Beautiful House (Manchester)

Editorial Staff

Editorial Staff

| |

25 April 2010

An often startling slap-in-the-face mix of farce and tragedy, Oldham writer Cathy Crabb’s highly-original Beautiful House has a frustratingly unfinished work-in-progress feel about it. If only someone would really get hold of it, it could be so good it could go anywhere.

Ronnie (John Henshaw, of those irritating Post Office ads) is a retired teacher, married to Bridgette (Janice Connolly, aka Mrs Barbara Nice) a housewife and onetime musical theatre performer.

They have just moved out of their detached in Delph – so their daughter Emily, who is seriously ill, can spend her last days in her childhood surroundings – and are settling into their new flat in inner city Manchester. They aren’t happy and they’re even more depressed when they meet the neighbours from the floor below.
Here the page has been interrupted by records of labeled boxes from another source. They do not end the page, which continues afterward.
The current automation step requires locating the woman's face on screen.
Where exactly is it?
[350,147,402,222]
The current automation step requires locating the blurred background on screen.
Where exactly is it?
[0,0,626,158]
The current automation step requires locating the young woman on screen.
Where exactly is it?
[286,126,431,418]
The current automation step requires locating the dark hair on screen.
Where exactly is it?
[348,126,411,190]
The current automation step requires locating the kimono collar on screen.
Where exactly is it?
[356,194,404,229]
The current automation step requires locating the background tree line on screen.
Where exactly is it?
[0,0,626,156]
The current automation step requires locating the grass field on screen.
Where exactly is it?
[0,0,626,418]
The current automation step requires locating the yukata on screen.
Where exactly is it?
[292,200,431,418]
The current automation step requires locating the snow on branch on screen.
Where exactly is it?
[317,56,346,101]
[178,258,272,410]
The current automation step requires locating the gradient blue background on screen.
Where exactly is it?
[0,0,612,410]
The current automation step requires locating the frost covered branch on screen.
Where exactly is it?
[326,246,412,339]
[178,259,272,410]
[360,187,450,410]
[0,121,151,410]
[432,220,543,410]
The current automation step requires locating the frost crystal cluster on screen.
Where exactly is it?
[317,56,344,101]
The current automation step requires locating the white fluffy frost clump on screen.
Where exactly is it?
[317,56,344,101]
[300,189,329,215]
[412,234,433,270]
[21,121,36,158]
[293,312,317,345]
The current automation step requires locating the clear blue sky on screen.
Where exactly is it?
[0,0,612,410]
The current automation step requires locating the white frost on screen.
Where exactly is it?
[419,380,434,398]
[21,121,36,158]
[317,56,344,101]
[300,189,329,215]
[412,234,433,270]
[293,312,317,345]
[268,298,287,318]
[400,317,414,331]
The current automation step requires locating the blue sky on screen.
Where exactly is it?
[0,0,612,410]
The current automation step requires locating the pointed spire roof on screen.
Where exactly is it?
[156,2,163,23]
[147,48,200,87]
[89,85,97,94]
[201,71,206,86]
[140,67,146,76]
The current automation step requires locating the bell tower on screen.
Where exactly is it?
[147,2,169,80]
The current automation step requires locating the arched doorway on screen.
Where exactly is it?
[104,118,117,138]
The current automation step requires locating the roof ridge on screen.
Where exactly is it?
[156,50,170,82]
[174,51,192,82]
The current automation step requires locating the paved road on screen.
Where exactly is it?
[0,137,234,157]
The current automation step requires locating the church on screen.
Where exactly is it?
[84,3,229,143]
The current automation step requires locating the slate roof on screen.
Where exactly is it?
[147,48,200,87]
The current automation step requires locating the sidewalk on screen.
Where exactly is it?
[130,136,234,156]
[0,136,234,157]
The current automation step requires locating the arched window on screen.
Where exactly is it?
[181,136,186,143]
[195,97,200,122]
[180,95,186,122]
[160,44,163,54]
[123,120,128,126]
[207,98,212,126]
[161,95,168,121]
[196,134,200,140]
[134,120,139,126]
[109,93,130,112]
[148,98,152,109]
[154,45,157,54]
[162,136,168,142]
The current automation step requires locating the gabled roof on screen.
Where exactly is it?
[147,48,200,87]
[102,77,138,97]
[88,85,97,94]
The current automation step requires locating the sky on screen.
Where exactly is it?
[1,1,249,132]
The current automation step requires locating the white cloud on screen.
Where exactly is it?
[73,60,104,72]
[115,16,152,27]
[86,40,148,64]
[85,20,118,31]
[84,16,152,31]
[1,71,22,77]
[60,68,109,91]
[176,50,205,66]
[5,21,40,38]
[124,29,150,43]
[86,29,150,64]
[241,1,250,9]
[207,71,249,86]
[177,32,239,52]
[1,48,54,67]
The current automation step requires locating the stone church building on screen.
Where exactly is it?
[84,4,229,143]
Paula (Sally Carman, alias Kelly Ball of Shameless) and Otis (James Foster) are a young couple with a young daughter. They’re very much from the other side of town to Ronnie and Bridgette but their hearts are in the right place and they rapidly expose the incomers as self-centred snobs.

It’s not just the interaction between the two couples that powers the play, it’s often the off-stage presence of the dying daughter that suddenly rips through the hilarity to bring everything to a shuddering jolt that leaves the audience squirming in their seats.

And it’s this disturbing fusion of laughs and intense shock that makes Beautiful House something quite special. But I’m afraid there are several buts.

Vastly-experienced director Noreen Kershaw is now at the helm (Coronation Street, Moving On, Shameless and oodles of stage productions) and I’m surprised she hasn’t taken a stronger line with both script and cast. On opening night it looked very under rehearsed.

The piece is too long. It needs cutting and playing straight through without an interval. The bulk of the extensive swearing also needs to go – middle-aged middle-class couples don’t cuss like squaddies.

I’m afraid the casting isn’t perfect either. In particular, I can’t believe in the affable Henshaw as a former science teacher.  Carman however as the young mother with opinions is quite brilliant, one of the performances of the year so far for me.

And despite my reservations, I strongly urge you to see Beautiful House as it is very, very funny. Meanwhile, fingers crossed that it might sometime in the future get the treatment and production it deserves.